Ongetwijfeld zijn er andere kinderen van God die deze ziekte overleefd hebben en daarom reden hebben om hun hemelse Vader tot in alle eeuwigheid te loven voor datgene wat zij in staat waren te doen en hetgeen waartoe zij geroepen waren om te zien en voelen. Hun liefdesarbeid, pijnlijke zorgen of kwellende ziekte, wonderlijke ondersteuning, veelvuldige ontfermingen te midden van een leger van boosheden, de schokkende taferelen die zich voor hun ogen hebben afgespeeld, de bijzondere goedheid van God jegens hen en hun gezinnen, hun sombere uren, de tijden van Goddelijke vertroosting, hun mistroostige gedachten, hun triomferende hoop, het verlies van geliefde familieleden en vrienden, het leven met een nabije eeuwigheid in zicht en ten slotte gespaard en geroepen te zijn om nog een poos in de wijngaard van de Heere te arbeiden – dit alles, alles zal medewerken ten goede.
Alles zal hen vooruit doen snellen op hun christelijke loopbaan. Alles zal de verschillende genadebewijzen verhelderen. Alles zal hun toekomstige loon vermeerderen. Alles zal waarde en heerlijkheid toevoegen aan de eeuwige kroon der heerlijkheid die hun uiteindelijk gegeven zal worden.
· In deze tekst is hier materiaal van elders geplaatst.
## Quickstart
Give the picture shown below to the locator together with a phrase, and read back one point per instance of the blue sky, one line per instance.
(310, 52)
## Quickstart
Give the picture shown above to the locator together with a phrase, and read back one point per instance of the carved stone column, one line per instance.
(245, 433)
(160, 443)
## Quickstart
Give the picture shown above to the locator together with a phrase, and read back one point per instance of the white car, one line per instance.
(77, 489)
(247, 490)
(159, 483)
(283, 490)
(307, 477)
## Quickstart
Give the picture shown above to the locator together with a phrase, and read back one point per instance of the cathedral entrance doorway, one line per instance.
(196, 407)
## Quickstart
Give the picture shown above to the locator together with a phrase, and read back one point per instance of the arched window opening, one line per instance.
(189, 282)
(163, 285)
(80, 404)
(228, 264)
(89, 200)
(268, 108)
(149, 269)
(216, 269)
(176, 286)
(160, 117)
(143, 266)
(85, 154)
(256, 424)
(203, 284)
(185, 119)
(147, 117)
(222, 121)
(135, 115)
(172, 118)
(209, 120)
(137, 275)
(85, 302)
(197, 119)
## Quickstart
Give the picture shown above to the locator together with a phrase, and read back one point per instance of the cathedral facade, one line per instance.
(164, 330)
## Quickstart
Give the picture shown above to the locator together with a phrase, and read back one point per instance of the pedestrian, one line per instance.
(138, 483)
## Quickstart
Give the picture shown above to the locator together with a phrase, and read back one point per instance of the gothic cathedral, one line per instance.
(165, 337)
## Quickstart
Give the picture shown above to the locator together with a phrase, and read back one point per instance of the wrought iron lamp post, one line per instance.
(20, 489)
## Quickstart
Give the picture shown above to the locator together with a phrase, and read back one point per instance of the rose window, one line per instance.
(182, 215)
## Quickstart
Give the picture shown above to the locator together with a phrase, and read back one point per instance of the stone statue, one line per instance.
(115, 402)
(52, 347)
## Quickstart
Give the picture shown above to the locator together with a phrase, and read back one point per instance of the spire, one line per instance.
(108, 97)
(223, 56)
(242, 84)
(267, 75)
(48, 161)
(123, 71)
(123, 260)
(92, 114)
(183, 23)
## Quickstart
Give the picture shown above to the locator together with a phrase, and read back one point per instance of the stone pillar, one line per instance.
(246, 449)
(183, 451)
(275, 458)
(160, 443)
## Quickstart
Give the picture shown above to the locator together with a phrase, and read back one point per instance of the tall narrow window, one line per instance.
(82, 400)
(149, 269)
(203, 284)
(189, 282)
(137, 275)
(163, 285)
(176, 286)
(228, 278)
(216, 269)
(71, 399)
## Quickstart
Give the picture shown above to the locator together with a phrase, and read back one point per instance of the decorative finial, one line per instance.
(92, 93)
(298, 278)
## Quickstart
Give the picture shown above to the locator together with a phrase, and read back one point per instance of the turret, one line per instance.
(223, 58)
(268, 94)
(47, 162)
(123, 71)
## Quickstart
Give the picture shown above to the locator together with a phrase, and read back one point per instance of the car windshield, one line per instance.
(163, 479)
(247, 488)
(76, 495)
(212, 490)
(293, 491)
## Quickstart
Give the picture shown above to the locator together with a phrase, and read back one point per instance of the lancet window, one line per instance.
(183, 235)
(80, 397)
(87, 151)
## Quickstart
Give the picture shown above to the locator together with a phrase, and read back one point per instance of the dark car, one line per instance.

Laat het volk van God vertroost worden met de overdenking van deze zaken. Laat ze zich verheugen dat de HEERE regeert en dat Zijn raad zal bestaan. Hij zal al Zijn welbehagen doen. Laat ze tot Hem vluchten als hun sterke Toren, om zich te verbergen onder de schaduw van Zijn vleugelen, totdat de verdervingen zullen voorbij zijn gegaan. Laat ze de regering van de wereld en de bedeling met betrekking tot de schepselen overlaten aan de God Die ze gemaakt heeft. Laat ze de Goddelijke beloften in de gedachten terugkomen en de belangrijke waarheid in het oog hebben, dat hoe duister dit aspect van de Goddelijke voorzienigheid ook moge zijn, of hoe smartelijk de zaken zijn waarvan ze getuigen waren, er toch vrucht voor den rechtvaardige is. Immers is er een God, Die op de aarde richt. Hij zal opstaan. Gij zult U ontfermen over Sion. Hij zal niet toelaten dat Zijn getrouwheid zal falen. Hij zal al Zijn beloften aan Zijn Zoon, Kerk en volk onthouden en nakomen.
Het is voorspeld dat in de laatste dagen ontstaan zullen zware tijden. Het is ons lot om die dagen te aanschouwen. De huidige tijd is inderdaad zwaar of gevaarlijk in ons land en in de hele wereld. Het vereist de beoefening van veel waakzaamheid, geloof en lijdzaamheid in de christen die zijn goede naam zou willen houden, standvastig zou willen blijven en zijn belijdenis zou willen versieren. En dat in de tijd en omstandigheden waarin we geplaatst zijn. Echter, voor degenen die getrouw bevonden worden, geldt: Uw loon is groot in de hemelen.
Er is een genoegzame voorraad van genade en hulp in de schatkamer van onze aanbiddelijke Verlosser. Ja, voor elk mogelijk gebrek dat Zijn volgelingen maar kunnen voelen. Want het is des Vaders welbehagen geweest, dat in Hem al de volheid wonen zou. Want in Hem woont al de volheid der Godheid lichamelijk. En uit Zijn volheid hebben wij allen ontvangen, ook genade voor genade. Welke niet naar waarde te schatten, dierbare woorden staan hier! O, te bedenken dat deze gezegende Jezus, in Wie zo’n volheid is, het geestelijke Hoofd, de Man en de Broeder van elke gelovige is! De Goddelijke waarheid bevestigt dit feit aan ons.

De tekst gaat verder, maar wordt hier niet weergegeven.